Allen yang merasa seluruh tenaganya habis langsung terjatuh pingsan. Ray mengeluarkan sebuah jubah untuk menutupi tubuh Allen sebelum membawanya ke dalam kamarnya. Setelah memastikan tak ada masalah dengan kondisi Allen, Ray memutuskan keluar dari kamarnya karena dirinya juga kelelahan dan merasa lapar.
Ray pergi ke dapur mencari sesuatu untuk dimakan namun dia tak menemukan apapun. Ray memutuskan membeli beberapa bahan masakan dari sistem dan mulai memasak sesuatu. “Sebenarnya aku masih bingung bagaiman sistem ini bekerja? Mereka bahkan memiliki berbagai macam barang dari bumi.” Ray terkadang masih sulit percaya dengan apa yang dialaminya sampai saat ini, namun dia memutuskan untuk menjalaninya.
Selain bahan masakan dari sistem Ray juga mengeluarkan sepotong daging bagian paha yang merupakan daging dari binatang iblis Black Bull. “Aku tak tahu mengapa tapi daging binatang iblis di dunia ini jauh lebih enak daripada daging binatang di tempat asalku.”

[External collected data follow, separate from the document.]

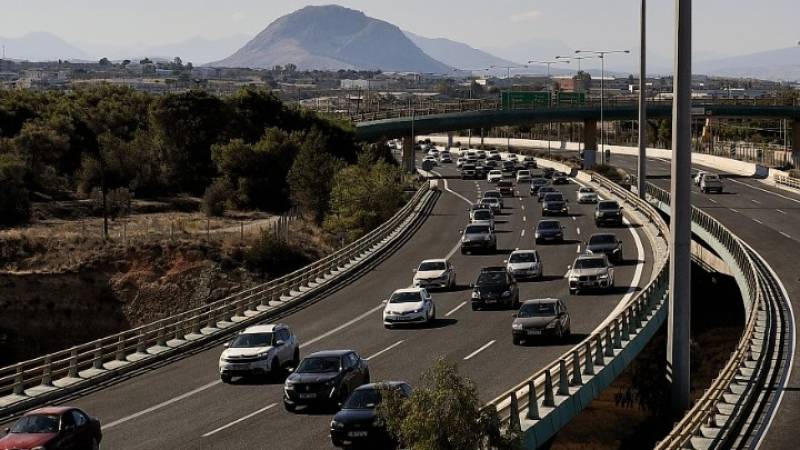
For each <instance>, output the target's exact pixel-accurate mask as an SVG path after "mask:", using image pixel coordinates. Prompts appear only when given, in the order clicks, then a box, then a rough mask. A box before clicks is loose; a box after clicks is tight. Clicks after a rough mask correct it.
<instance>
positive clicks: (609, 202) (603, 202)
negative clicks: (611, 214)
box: [597, 202, 619, 211]
mask: <svg viewBox="0 0 800 450" xmlns="http://www.w3.org/2000/svg"><path fill="white" fill-rule="evenodd" d="M597 208H598V209H601V210H603V211H616V210H617V209H619V205H617V202H600V203H598V205H597Z"/></svg>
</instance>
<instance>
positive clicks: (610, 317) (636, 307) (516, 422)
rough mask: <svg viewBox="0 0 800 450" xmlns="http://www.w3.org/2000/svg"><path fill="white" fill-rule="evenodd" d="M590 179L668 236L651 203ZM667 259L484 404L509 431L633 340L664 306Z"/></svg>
mask: <svg viewBox="0 0 800 450" xmlns="http://www.w3.org/2000/svg"><path fill="white" fill-rule="evenodd" d="M592 181H594V182H597V183H599V184H600V185H601V186H603V187H604V188H605V189H607V190H609V191H611V192H612V193H613V194H614V195H615V196H617V197H619V198H621V199H623V201H624V202H625V203H627V204H629V205H631V206H632V207H633V208H635V209H636V210H638V211H639V212H640V213H642V214H643V215H644V216H646V217H647V218H648V219H649V220H650V221H651V222H652V223H653V224H654V225H655V226H656V227H657V229H658V231H659V235H661V236H664V237H666V236H669V228H668V227H667V225H666V223H665V222H664V220H663V219H662V218H661V215H660V214H659V212H658V211H657V210H656V209H655V208H654V207H653V206H652V205H650V204H649V203H647V202H645V201H643V200H641V199H640V198H639V197H638V196H636V195H634V194H632V193H631V192H630V191H628V190H626V189H623V188H622V187H620V186H619V185H617V184H616V183H614V182H612V181H610V180H608V179H606V178H604V177H602V176H599V175H597V174H592ZM668 261H669V260H668V258H664V259H662V260H661V261H660V262H659V263H658V264H659V265H657V266H656V267H657V271H658V272H657V275H656V276H655V277H654V278H653V279H652V280H651V281H650V283H649V284H648V285H647V286H646V287H645V288H644V289H642V290H641V291H640V292H639V293H638V294H636V295H635V296H634V297H632V298H631V299H630V300H629V301H628V303H627V304H626V305H625V306H624V308H623V309H622V310H621V311H619V312H618V313H617V314H615V315H614V316H612V317H610V318H609V319H608V321H607V325H605V326H603V327H602V328H600V329H598V330H596V331H595V332H593V333H592V334H591V335H589V336H588V337H587V338H586V339H584V340H583V341H582V342H581V343H579V344H578V345H576V346H575V347H573V348H572V349H571V350H569V351H567V352H565V353H564V354H563V355H561V356H560V357H559V358H558V359H556V360H555V361H554V362H553V363H551V364H550V365H548V366H546V367H544V368H543V369H541V370H539V371H538V372H536V373H535V374H534V375H533V376H532V377H530V378H529V379H527V380H525V381H523V382H522V383H520V384H519V385H517V386H515V387H514V388H512V389H511V390H510V391H508V392H507V393H505V394H503V395H501V396H500V397H498V398H497V399H496V400H494V401H493V402H490V403H489V405H487V406H494V407H495V408H496V409H497V411H498V415H499V416H500V419H501V421H502V423H503V424H504V425H505V426H507V427H509V428H510V429H515V430H521V429H522V423H521V421H522V420H531V421H536V420H541V419H542V418H543V417H544V414H540V411H543V410H547V409H548V408H554V407H555V406H556V397H555V396H556V395H570V394H571V393H570V389H573V391H574V388H575V387H580V386H581V385H583V384H585V383H587V381H588V379H589V378H591V377H592V376H594V375H595V373H596V372H597V371H599V370H602V368H603V367H604V366H606V365H607V364H610V363H611V361H612V360H613V358H614V357H615V355H619V354H620V352H621V350H620V349H622V348H623V347H624V346H626V345H627V344H629V343H630V342H632V340H633V339H634V336H635V335H636V334H637V333H638V332H639V331H641V330H642V329H643V326H644V324H645V323H646V322H647V321H648V320H649V319H651V318H653V317H654V316H655V315H656V313H657V311H658V310H660V309H661V308H663V307H664V305H665V304H666V291H667V287H668V284H669V283H668V281H669V264H668ZM586 403H587V404H588V401H587V402H586ZM540 405H541V406H540ZM584 406H586V405H584ZM525 410H527V412H526V413H525V414H524V415H523V416H522V417H524V418H523V419H521V413H520V412H521V411H525ZM549 411H552V409H550V410H549ZM560 420H565V418H561V419H560ZM549 431H555V430H549ZM548 437H549V436H542V435H539V434H537V436H536V441H537V442H538V443H541V442H543V441H545V440H547V438H548Z"/></svg>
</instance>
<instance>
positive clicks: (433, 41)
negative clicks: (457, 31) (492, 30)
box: [403, 31, 517, 69]
mask: <svg viewBox="0 0 800 450" xmlns="http://www.w3.org/2000/svg"><path fill="white" fill-rule="evenodd" d="M403 33H405V35H406V37H408V38H409V39H411V42H413V43H414V44H416V45H417V47H419V48H420V49H422V51H423V52H425V53H427V54H428V56H430V57H432V58H434V59H436V60H437V61H441V62H443V63H445V64H447V65H448V66H451V67H455V68H458V69H482V68H486V67H489V66H492V65H495V66H515V65H517V63H514V62H511V61H508V60H505V59H502V58H498V57H497V56H494V55H492V54H490V53H488V52H485V51H483V50H478V49H476V48H472V47H470V46H469V45H467V44H464V43H462V42H456V41H451V40H450V39H445V38H427V37H423V36H419V35H416V34H414V33H412V32H410V31H404V32H403Z"/></svg>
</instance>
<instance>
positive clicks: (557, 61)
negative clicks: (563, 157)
mask: <svg viewBox="0 0 800 450" xmlns="http://www.w3.org/2000/svg"><path fill="white" fill-rule="evenodd" d="M534 63H535V64H545V65H546V66H547V84H548V87H549V89H548V90H549V91H550V94H551V96H552V93H553V80H552V78H550V66H552V65H553V64H569V63H570V62H569V61H566V60H551V61H539V60H536V59H532V60H530V61H528V64H534ZM550 101H551V105H550V106H552V97H551V99H550ZM552 135H553V122H547V156H548V157H551V156H552V153H553V150H552V148H551V146H550V137H551V136H552Z"/></svg>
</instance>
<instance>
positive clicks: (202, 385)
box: [103, 380, 222, 431]
mask: <svg viewBox="0 0 800 450" xmlns="http://www.w3.org/2000/svg"><path fill="white" fill-rule="evenodd" d="M220 383H222V381H221V380H214V381H212V382H211V383H207V384H204V385H202V386H200V387H199V388H197V389H192V390H191V391H189V392H186V393H183V394H181V395H179V396H177V397H172V398H171V399H169V400H166V401H163V402H161V403H159V404H156V405H153V406H151V407H149V408H147V409H143V410H141V411H139V412H136V413H133V414H131V415H128V416H125V417H123V418H121V419H118V420H115V421H113V422H110V423H107V424H105V425H103V431H105V430H108V429H110V428H114V427H115V426H117V425H120V424H123V423H125V422H128V421H130V420H133V419H136V418H138V417H141V416H143V415H145V414H149V413H151V412H153V411H158V410H159V409H161V408H164V407H165V406H169V405H171V404H173V403H177V402H179V401H181V400H183V399H186V398H189V397H191V396H192V395H194V394H197V393H199V392H203V391H205V390H206V389H208V388H211V387H214V386H216V385H218V384H220Z"/></svg>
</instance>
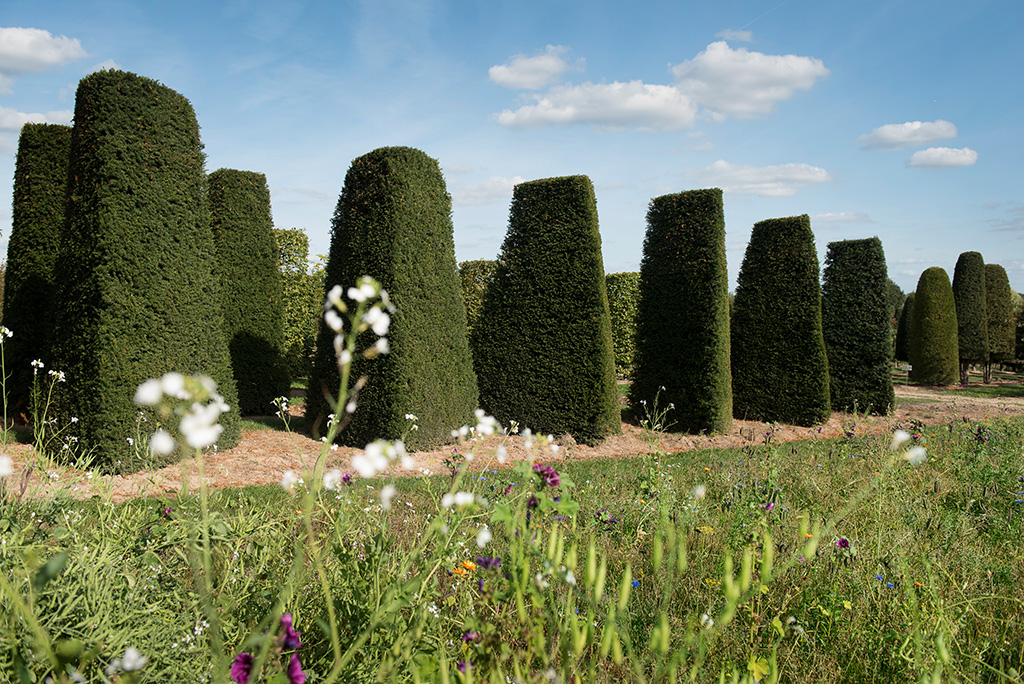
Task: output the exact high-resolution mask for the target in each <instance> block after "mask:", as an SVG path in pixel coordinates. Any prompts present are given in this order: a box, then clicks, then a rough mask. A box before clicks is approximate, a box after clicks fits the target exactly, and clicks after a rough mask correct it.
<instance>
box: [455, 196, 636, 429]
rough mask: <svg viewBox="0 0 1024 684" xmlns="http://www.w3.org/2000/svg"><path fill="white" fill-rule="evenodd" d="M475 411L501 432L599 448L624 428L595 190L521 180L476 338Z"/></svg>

Ray memotong daging tersebut menjadi lembaran setebal satu ruas jari lalu merendamnya dalam bumbu yang sudah dia haluskan sambil meratakan bumbu agar meresap ke dalam daging. Sambil mendiamkan daging dalam bumbu, Ray memanaskan penggorengan dengan api sedang. Setelah penggorengan panas Ray memanggang daging diatas penggorengan sambil menaburkan lada dan garam diatasnya. Ray membalik daging setelah satu sisinya kecoklatan dan menggang sisi lainnya sampai kecoklatan.
“Lebih baik aku membuat lebih banyak, mungkin nanti Allen merasa lapar setelah bangun.” Ray memutuskan untuk memasak beberapa porsi steak lagi.